A spin-off group of the Mozilla Firefox team has developed a new browser aimed at reducing unnecessary browsing of web sites on the Internet. Aimed initially at online news sites, the new "FireFacts" browser compares the hosted content with reality.
Former Netscape programmer Simon Jennings, who has contributed key routines to the Mozilla Firefox browser explained. "We realized that a significant proportion of web traffic consisted of information nobody wanted to read, or that was so inaccurate it was laughable".

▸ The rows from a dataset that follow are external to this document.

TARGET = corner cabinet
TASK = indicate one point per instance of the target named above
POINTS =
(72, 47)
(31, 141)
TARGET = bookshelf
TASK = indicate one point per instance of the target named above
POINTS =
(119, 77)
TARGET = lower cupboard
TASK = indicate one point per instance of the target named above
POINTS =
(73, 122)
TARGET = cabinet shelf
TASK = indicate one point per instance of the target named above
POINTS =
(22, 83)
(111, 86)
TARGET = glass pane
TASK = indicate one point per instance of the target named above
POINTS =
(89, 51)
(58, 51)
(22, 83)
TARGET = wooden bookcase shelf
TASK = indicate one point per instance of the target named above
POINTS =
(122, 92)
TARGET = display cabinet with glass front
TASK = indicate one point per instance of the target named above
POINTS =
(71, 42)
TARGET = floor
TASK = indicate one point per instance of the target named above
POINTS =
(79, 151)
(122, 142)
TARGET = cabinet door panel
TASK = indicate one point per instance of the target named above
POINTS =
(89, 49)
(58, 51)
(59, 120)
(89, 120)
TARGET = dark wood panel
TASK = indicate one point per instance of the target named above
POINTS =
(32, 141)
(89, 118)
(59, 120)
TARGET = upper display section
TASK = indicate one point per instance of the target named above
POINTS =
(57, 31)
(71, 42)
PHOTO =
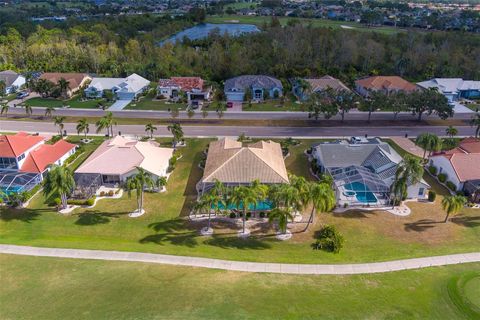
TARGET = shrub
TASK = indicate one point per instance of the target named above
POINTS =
(442, 177)
(329, 239)
(450, 185)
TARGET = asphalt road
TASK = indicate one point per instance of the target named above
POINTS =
(219, 131)
(248, 115)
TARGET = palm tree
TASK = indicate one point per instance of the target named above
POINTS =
(244, 197)
(139, 182)
(5, 109)
(429, 142)
(177, 132)
(451, 131)
(58, 121)
(149, 127)
(28, 110)
(83, 126)
(409, 171)
(49, 111)
(59, 180)
(475, 122)
(63, 85)
(282, 216)
(322, 197)
(452, 205)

Key to its success will be a new algorithm developed to filter out pointless and baseless opinion as well as hidden agendas, boring diaries and opportunistic plagiarism. It searches its template database for matches such as "Today I did xxxxxxx", "I haven't blogged for a while as I'm so busy, but xxxxxxx", "Here are some photos I took of xxxxxx in my garden" and "It's the 3rd day of our vacation and we visited xxxxxxxx".
For news sites, the system checks the number of comment postings added by readers. If there are more than 3 comments, the article is most likely to have been written in a sensationalist style, usually based on a selective interpretation of the truth and designed to trigger mindless ranting by its readership.
In our tests of the beta version, we found that it reduced blog browsing by as much as 98% and some of the more popular news sites were reduced to just their logo.